« On est abasourdi, on a du mal à le croire », déclare Joseph Le Blanc, président de Terracoopa à Montpellier. Suite à l’annonce du ministre de l’Agriculture sur les « aides au maintien », l’inquiétude gagne du terrain chez les producteurs de bio.
« L’Etat s’est pris les pieds dans le tapis en prenant du retard pour les paiements »
L’Etat aide ces producteurs grâce au crédit d’impôt bio (qui a été reconduit pour trois ans) et aux aides européennes, qui comprennent l’aide à la conversion et les aides au maintien.
Déjà, « l’Etat s’est pris les pieds dans le tapis en prenant du retard pour les paiements des aides européennes », assure Joseph Le Blanc. Deux ans de retard. Les producteurs commencent tout juste à percevoir ces aides. L’équilibre des exploitations biologiques est affecté. Les producteurs devaient sortir de ce climat d’insécurité financière, dès cette année. Mais les « aides au maintien », qui n’étaient pas plafonnées par l’Etat, vont disparaitre.
Les aides au maintien, qu’est-ce que c’est ?
Parmi les aides qui existent pour les producteurs de bio, le crédit d’impôt bio et les aides européennes. Ces aides européennes comprennent l’aide à la conversion et les aides au maintien.
L’aide à la conversion est contractée dans les deux premières années de conversion. Elle engage l’agriculteur à ne pas désengager ses surfaces de l’agriculture biologique, durant cinq ans.
Après ces cinq années, le producteur est en droit de demander les aides au maintien. C’est également un contrat sous cinq ans, durant lesquels l’agriculteur s’engage à maintenir ses parcelles bio.
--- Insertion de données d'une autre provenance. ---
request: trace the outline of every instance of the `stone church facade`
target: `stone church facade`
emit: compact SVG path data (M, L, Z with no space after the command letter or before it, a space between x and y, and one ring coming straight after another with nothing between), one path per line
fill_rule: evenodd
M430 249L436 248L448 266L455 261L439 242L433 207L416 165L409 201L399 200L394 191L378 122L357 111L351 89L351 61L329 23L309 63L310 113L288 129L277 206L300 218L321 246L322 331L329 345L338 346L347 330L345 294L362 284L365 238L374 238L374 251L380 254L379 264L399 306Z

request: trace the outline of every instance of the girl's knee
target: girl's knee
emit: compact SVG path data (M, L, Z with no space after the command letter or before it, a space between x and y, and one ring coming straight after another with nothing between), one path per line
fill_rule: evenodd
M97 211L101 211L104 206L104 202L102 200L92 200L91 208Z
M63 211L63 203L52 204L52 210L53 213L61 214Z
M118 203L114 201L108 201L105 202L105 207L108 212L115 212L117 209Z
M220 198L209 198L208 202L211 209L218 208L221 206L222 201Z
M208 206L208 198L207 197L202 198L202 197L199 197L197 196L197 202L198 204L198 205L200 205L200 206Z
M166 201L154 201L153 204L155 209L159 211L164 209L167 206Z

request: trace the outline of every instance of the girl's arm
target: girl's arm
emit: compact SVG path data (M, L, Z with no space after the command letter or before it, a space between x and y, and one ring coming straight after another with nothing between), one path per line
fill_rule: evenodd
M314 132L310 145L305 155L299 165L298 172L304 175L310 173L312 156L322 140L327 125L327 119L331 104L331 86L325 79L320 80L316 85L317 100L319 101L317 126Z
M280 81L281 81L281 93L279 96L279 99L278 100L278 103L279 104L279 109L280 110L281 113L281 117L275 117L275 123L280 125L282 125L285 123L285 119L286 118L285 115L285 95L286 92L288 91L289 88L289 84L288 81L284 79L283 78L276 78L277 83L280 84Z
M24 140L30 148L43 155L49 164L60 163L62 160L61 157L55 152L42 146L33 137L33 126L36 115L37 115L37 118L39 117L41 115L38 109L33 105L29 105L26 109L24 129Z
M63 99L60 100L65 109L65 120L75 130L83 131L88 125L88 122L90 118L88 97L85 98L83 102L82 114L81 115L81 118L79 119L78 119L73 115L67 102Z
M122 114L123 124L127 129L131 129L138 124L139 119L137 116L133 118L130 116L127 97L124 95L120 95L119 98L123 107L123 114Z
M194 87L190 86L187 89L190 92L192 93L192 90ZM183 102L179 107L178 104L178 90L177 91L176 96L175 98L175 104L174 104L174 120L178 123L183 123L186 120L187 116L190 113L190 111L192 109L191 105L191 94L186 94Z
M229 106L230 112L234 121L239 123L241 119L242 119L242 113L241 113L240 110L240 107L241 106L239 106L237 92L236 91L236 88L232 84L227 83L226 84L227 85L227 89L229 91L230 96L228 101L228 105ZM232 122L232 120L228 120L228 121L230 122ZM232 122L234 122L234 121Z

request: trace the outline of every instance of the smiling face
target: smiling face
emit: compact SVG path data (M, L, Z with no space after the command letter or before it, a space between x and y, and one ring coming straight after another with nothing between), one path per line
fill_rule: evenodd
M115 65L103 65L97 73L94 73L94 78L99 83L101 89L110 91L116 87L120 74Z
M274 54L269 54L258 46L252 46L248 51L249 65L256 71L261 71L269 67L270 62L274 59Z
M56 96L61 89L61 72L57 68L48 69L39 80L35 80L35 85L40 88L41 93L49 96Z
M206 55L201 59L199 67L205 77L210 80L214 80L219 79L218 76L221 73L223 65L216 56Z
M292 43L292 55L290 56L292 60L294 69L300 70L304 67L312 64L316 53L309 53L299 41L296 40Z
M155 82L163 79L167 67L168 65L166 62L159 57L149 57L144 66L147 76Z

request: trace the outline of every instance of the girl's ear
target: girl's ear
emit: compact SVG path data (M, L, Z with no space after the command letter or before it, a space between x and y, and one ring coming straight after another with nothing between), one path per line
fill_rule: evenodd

Pourquoi le bio a besoin d’aides ?
Ces aides représentent 10 millions d’euros par an seulement dans le budget national. Elles ont « pour fonction de compenser les pertes de rendements par rapport à la culture conventionnelle. On peut les estimer à 30%. Alors, même s’il y a des charges en moins – puisqu’il n’y a pas de consommation de produits chimiques – il y a du travail en plus. Donc, concrètement ça veut dire que l’argent sur lequel on comptait pour acheter du matériel spécifique, on ne l’aura pas. Donc on va devoir travailler plus… et ça nous met en difficulté » désespère Joseph Le Blanc.
Qui pour compenser les « aides au maintien » ?
La Fédération nationale d’agriculture biologique (FNAB) demande aux régions de prendre le relais de l’Etat, au moins temporairement, afin d’éviter une autre période d’insécurité financière pour les producteurs. Céline Mendès, chargée de mission formation et projet de territoire au CIVAM* bio 34 confirme que « la région a tout intérêt à donner un signal positif aux agriculteurs, pour permettre aux producteurs de répondre à la demande locale», au vu de l’expansion du marché.
Le ministère de l’Agriculture affirme, lui, « que c’est au marché de s’occuper du bio. C’est à dire que c’est au client de financer. Mais il n’y a pas une augmentation du prix du bio ! » s’indigne Joseph Le Blanc.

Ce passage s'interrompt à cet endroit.